Populating the interactive namespace from numpy and matplotlib

In [19]:

## PART 2: trapezoidal function

def trap(dt, k, alist):
    if not (1 <= k <= (len(alist) - 1)):
        raise ValueError
    return dt*(.5*alist[0] + .5*alist[k] + sum(alist[:k]))

dt = 2
k = 4
print(trap(dt, k, alist))

0.0820085591101

Make a dictionary from a table

The file data/constants.txt contains a table of the values and the dimensions of some fundamental constants from physics. We want to load this table into a dictionary constants, where the keys are the names of the constants. For example, constants['gravitational constant'] holds the value of the gravitational constant (6.67259 $\times$ 10$^{-11}$) in Newton's law of gravitation.
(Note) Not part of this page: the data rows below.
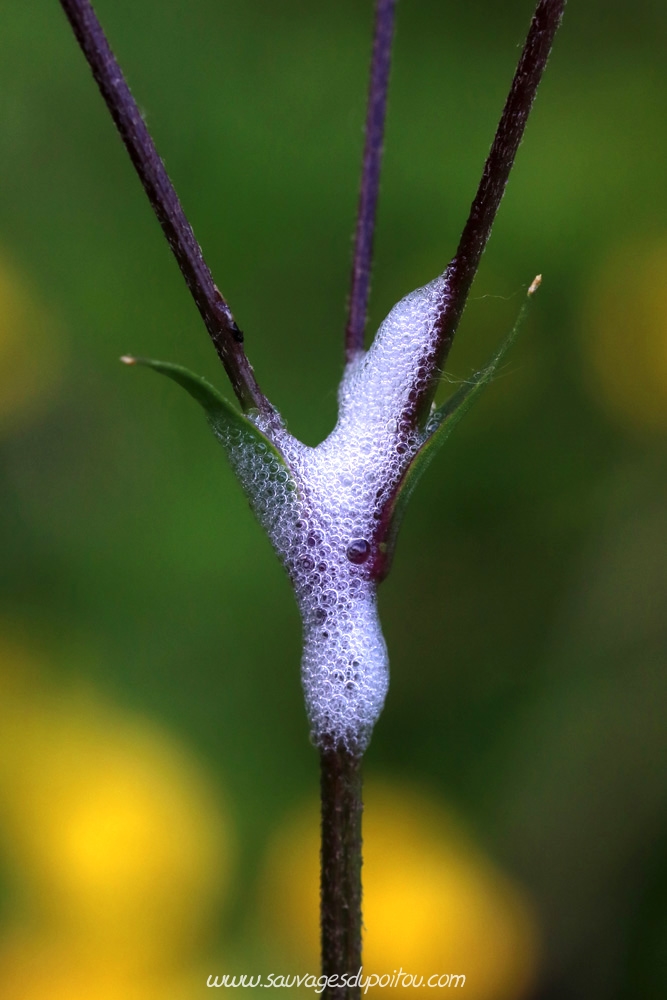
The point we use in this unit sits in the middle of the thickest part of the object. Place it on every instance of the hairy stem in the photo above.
(370, 177)
(341, 868)
(462, 270)
(220, 323)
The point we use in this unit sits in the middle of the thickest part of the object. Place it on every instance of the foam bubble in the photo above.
(324, 529)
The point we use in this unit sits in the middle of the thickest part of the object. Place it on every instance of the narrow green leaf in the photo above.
(443, 421)
(226, 421)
Make a function that reads and interprets the text in the file, and thereafter returns the dictionary.

In [20]:

def read_constants(file_path):
    infile = open(file_path, "r")
    constants = {} # An empty dictionary to store the constants that are read in from the file
    infile.readline(); infile.readline() # Skip the first two lines of the file, since these just contain the column names and the separator.
    for line in infile:
        words = line.split() # Split each line up into individual words
        dimension = words.pop() # pop is a list operation that removes the last element from a list and returns it
        value = float(words.pop()) # Again, use pop to obtain the constant itself.
        name = " ".join(words) # After the two 'pop' operations above, the words remaining in the 'words' list must be the name of the constant. Join the individual words together, with spaces inbetween, using .join.
        constants[name] = value # Create a new key-value pair in the dictionary
    return constants

print(read_constants('data/constants.txt'))

{'speed of light': 299792458.0, 'gravitational constant': 6.67259e-11, 'Planck constant': 6.6260755e-34, 'elementary charge': 1.60217733e-19, 'Avogadro number': 6.0221367e+23, 'Boltzmann constant': 1.380658e-23, 'electron mass': 9.1093897e-31, 'proton mass': 1.6726231e-27}

Explore syntax differences: lists vs. dictionaries

Consider this code:

In [21]:

t1 = {} # this specifies a dictionary
t1[0] = -5 # create a new key called 0, give it the value -5
t1[1] = 10.5 # create a new key called 1, give it the value 10.5

print(t1) # shows the contents of 0 and 1

{0: -5, 1: 10.5}

Explain why the lines above work fine while the ones below do not:

In [22]:

t2 = [] # this specifies a list
t2[0] = -5
t2[1] = 10.5
# cannot work, raises and IndexError
# [] notation is for indexing in lists
# this is trying to specify the 0th element is -5
# IndexError is raised because the intial list has no dimensions, and therefore [0] is out of index
# Dictionaries behave differently, the [] notation will create a new key and add the specified element to the dictionary

---------------------------------------------------------------------------
IndexError                                Traceback (most recent call last)
<ipython-input-22-f5b601b7e131> in <module>()
      1 t2 = [] # this specifies a list
----> 2 t2[0] = -5
      3 t2[1] = 10.5
      4 # cannot work, raises and IndexError
      5 # [] notation is for indexing in lists

IndexError: list assignment index out of range

What must be done in the last code snippet to make it work properly?

In [23]:

## To make it work properly we have two options

# 1. specify the list's dimension before asignment
t2 = [0]*2 # a list containing two 0s
t2[0] = -5
t2[1] = 10.5
print(t2)
del t2

# 2. start with a dimensionless list, but append new elements
t2 = []
t2.append(-5)
t2.append(10.5)
print(t2)

[-5, 10.5]
[-5, 10.5]

Compute the area of a triangle

An arbitrary triangle can be described by the coordinates of its three vertices: $(x_1, y_1), (x_2, y_2), (x_3, y_3)$, numbered in a counterclockwise direction. The area of the triangle is given by the formula:

$A = \frac{1}{2}|x_2y_3 - x_3y_2 - x_1y_3 + x_3y_1 + x_1y_2 - x_2y_1|.$

Write a function area(vertices) that returns the area of a triangle whose vertices are specified by the argument vertices, which is a nested list of the vertex coordinates. For example, vertices can be [[0,0], [1,0], [0,2]] if the three corners of the triangle have coordinates (0, 0), (1, 0), and (0, 2).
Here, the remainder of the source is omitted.